LISBON, (Reuters) – NATO said on Saturday it would hand over security in Afghanistan to Afghan forces by the end of 2014 but the head of the alliance said it would not abandon the country in its fight against the Taliban.
Opening the second day of a summit attended by the 48 countries fighting in Afghanistan and Afghan President Hamid Karzai, NATO Secretary General Anders Fogh Rasmussen said the alliance would start handing over authority to Afghan forces next year and hoped to complete the process by the end of 2014.
“Today marks the beginning of a new phase in our mission in Afghanistan. We will launch the process by which the Afghan government will take leadership for security throughout the country, district by district,” Rasmussen said.
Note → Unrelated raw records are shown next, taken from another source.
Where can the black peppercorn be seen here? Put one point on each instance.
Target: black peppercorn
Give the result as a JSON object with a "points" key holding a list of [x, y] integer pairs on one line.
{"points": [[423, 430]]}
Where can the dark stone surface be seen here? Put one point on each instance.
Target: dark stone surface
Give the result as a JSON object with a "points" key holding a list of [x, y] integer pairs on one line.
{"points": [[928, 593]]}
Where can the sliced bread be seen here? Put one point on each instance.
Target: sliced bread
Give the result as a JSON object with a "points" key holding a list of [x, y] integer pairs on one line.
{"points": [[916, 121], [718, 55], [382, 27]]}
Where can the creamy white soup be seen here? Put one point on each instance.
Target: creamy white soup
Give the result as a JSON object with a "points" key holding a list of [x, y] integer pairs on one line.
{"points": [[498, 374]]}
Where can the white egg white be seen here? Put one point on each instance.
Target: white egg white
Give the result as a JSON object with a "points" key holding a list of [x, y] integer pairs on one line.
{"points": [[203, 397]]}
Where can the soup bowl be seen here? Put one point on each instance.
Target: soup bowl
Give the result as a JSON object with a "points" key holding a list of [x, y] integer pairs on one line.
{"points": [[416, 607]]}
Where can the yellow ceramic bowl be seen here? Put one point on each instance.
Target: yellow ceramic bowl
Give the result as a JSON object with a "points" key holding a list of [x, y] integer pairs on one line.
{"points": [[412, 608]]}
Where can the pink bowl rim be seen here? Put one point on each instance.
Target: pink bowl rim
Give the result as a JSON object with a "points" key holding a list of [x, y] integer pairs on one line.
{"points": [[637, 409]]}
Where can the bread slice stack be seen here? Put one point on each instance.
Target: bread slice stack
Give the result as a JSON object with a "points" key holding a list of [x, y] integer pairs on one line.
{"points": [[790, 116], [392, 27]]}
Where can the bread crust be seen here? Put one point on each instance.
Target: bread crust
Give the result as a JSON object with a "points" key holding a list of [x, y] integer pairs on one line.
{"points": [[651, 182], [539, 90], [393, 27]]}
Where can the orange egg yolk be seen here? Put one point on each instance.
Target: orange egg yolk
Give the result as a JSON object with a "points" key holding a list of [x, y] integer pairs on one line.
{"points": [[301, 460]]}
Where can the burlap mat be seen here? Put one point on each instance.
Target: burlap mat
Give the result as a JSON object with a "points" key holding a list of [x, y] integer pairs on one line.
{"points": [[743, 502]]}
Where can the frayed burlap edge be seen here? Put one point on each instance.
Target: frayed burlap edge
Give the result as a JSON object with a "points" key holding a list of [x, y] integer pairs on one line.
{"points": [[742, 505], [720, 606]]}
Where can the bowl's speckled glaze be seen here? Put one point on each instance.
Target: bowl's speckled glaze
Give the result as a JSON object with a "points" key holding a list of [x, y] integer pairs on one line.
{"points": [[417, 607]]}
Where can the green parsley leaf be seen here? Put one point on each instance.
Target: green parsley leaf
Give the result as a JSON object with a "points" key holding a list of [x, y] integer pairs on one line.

“If the enemies of Afghanistan have the idea that they can just wait it out until we leave, they have the wrong idea. We will stay as long as it takes to finish our job.”
NATO will also meet Russian President Dmitry Medvedev during the summit, and will discuss Russian assistance in the conflict and an alliance missile shield.
Karzai, who has an increasingly fractious relationship with the United States and with the U.S.-NATO commander in Afghanistan, General David Petraeus, has set 2014 as the date he wants Afghan forces to have full responsibility for security.
President Barack Obama, who has sent 30,000 more U.S. troops to the war in the past year to try to quell the Taliban-led insurgency, intends to start withdrawing some forces from July 2011 and backs the aim of an end to combat within four years.
He also supports efforts at reconciliation with the Taliban.
Rasmussen said the new strategy did not mean all 150,000 foreign troops now deployed in Afghanistan would leave the country by the 2014 deadline.
“Let there be no doubt about our continuing commitment. Afghanistan’s fight against terrorism is of strategic, global importance,” the former Danish prime minister said.
“Which is why we will agree here today a long-term partnership between NATO and Afghanistan to endure beyond the end of our combat mission.”
The U.S.-led intervention in Afghanistan began in response to the September 11, 2001, attacks. The United States and its allies invaded to overthrow the then-ruling Taliban, who had refused to hand over al Qaeda leader Osama bin Laden.
Now in its 10th year, the war has become a political headache for Obama. More than 2,200 foreign troops have been killed and the death rate is on the increase.
The withdrawal strategy hinges on efforts to build up Afghan forces so they can contain the widening insurgency, with a target strength of more than 300,000 by the end of 2011.
That has been hampered by high desertion rates, and the Kabul government is widely regarded as too corrupt, unstable and inept to survive long without foreign military support.
Russia, which fought a war in Afghanistan from 1979-89 before withdrawing in defeat, is expected to allow equipment to go through its territory and provide specialised helicopters.
Moscow is expected to sell 18 Mi-17 helicopters to the United States and lend three more to Afghan forces. The Mi-17 is better suited to operating in Afghanistan’s high altitudes and cold weather than equivalent U.S. helicopters.
NATO will also invite Russia to take part in a U.S.-European missile defence system designed to protect against a long-range attack from the Middle East or North Korea.
NATO leaders agreed to the shield on Friday, when Rasmussen said more than 30 countries now had or were acquiring the ability to deliver conventional or nuclear warhead missiles.
It is unclear what role Moscow might play in the system. Russia opposes identifying Iran as a possible aggressor and also wants reassurance that the system will not be used against it.
The NATO summit has also agreed a new strategic concept or mission statement to guide the 28-member alliance for the next decade. It reaffirms a commitment to a nuclear capability as long as such weapons exist, and aims to focus member states on 21st century threats such as cyber attack.
NATO, founded after World War Two as a bulkhead against the perceived threat from the Soviet Union, will also remain open to new members, with both Georgia and Ukraine, former Soviet states, in the running to join the alliance in coming years.